Three children drown in South Africa every day according to Swim Alive. For every child who drowns, five are left brain damaged, as only four minutes without oxygen can cause irreversible brain damage, they say.
“With Nelson Mandela Bay already experiencing high temperatures, children cool down wherever they can, most of them unsupervised, and that is very dangerous,” Summerstrand lifesaving spokesman Stanford Slabbert said.
“There are numerous dams and bodies of water where youngsters swim that are not suitable because of health reasons. Many of these children also do not know how to swim.
“The problem stems from non-experienced children panicking and gulping in water. It takes just a matter of seconds for a child to drown.”
Pools are also of concern. A pilot bylaw in Gauteng states all pools – including private residential pools – must be covered or the pool must be enclosed with a fence.
Should the bylaw prove effective in curbing drownings, it may be implemented in Nelson Mandela Bay.
Swimpool Centre owner Lawrence Kraitzick said there should not be access to a domestic swimming pool from the street, and that having a bylaw enforcing covers or fences could be useful.
“It would be a good idea to enforce something like that,” said Kraitzick, who has 34 years experience in the business.
Municipal spokesman Kupido Baron said it was not possible to police all bodies of water.
“What we do have is a swimming programme that teaches children water safety and how to swim.”
The municipality’s aquatic development officer, Paul Niemann, said they had been hosting various water safety programmes for the last six years.
“The municipality has a development programme in place that allows us to go to various schools in disadvantaged areas and teach them water safety aspects,” said Niemann.
One such programme, Learn2swim, trains members of the community who then train about 20 children to swim over a 10-week course.
Another programme is Pool Splash where basic safety skills are taught to children.
Niemann visited Redhouse last weekto talk to the children about the river and safety.
He said drownings during the summer season had become a regular occurrence in this area.
“Children will be children and even though we would prefer they do not swim in the river, they end up doing so.
“Giving them basic tips like not diving into murky water and not swimming alone and entering the water slowly could save a life.
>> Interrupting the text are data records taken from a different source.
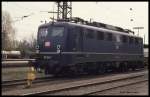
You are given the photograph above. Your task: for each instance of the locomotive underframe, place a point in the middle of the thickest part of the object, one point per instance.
(79, 62)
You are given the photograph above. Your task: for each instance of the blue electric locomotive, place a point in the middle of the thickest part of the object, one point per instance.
(65, 47)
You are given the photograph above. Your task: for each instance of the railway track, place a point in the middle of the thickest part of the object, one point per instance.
(11, 83)
(83, 86)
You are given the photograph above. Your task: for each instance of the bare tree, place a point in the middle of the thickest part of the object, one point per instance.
(8, 31)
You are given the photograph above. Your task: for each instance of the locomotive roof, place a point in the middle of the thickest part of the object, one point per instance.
(89, 27)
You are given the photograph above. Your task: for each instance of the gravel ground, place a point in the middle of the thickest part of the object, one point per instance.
(135, 89)
(17, 73)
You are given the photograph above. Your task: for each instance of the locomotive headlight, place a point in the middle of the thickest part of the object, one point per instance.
(47, 44)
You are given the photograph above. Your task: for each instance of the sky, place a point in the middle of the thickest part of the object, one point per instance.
(113, 13)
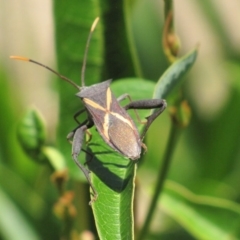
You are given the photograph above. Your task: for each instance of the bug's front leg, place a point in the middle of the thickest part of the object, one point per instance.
(161, 104)
(76, 148)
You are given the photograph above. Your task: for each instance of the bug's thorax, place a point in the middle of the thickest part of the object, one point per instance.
(111, 120)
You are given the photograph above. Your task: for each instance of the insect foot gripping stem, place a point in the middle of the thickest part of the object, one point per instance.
(76, 148)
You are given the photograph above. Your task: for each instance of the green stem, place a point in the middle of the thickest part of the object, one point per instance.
(168, 8)
(163, 171)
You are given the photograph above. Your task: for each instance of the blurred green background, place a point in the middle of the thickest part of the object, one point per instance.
(206, 160)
“We also run an oceans programme which teaches children water safety, how to have fun on the beach and also about tides,” Niemann said.
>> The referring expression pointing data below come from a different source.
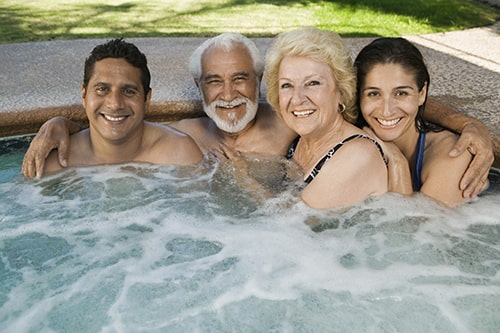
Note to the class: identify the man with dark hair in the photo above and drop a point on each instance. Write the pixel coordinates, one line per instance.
(116, 94)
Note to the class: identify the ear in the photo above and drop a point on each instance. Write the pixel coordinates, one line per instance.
(422, 94)
(84, 93)
(148, 98)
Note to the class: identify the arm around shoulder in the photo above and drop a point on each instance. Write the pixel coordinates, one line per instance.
(354, 173)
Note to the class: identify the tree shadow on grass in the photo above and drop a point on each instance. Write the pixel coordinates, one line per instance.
(20, 23)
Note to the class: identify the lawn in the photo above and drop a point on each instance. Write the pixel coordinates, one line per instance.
(42, 20)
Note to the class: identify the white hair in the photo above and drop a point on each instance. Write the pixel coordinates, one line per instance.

Beaches can also be dangerous, but most are manned by municipal lifeguards.
Main beaches like Pollok, Kings, Wells Estate, Bluewater Bay and Brighton Beach will attract a number of bathers this season and Michael Zoetmulder from Zports said even though there were lifeguards on duty, bathers should take caution.
He said swimming in areas not demarcated by flags on any of the beaches was very dangerous.
“The flags are in place to protect bathers. Hobie, Kings and Humewood experience rip tides and even the most experienced swimmers could get into difficulty.”
Zoetmulder said parents should remember the number one rule of never leaving your children unattended.
“Many problems arise in the areas where children are swimming in estuaries, rivers and dams where there is no supervision and many of them cannot swim.
“Places like the North End lake are also not suitable for swimming at the moment.”
The opening of two new pools in the Zwide and Kwanobuhle areas will give residents access to proper facilities where there will be lifeguards on duty.
Lifesaving Eastern Cape regional secretary Marcelle Thompson said there would be about 400 volunteer lifeguards from the various clubs in Port Elizabeth on duty from November 5 on Saturdays, Sundays and public holidays.
“The biggest thing we need to remind bathers about is staying within the demarcated area which is usually between flags.
“Youngsters should also not swim alone, after eating or after consuming alcohol,” Thompson said.
She said lifeguards would be on duty from 9am to 5pm in November and from about 8am to 6pm from the beginning of December to mid January and then reverting back to 9 to 5pm.
The municipality was this week unable to say how many lifeguards would be on duty at the beaches or swimming pools during the summer season.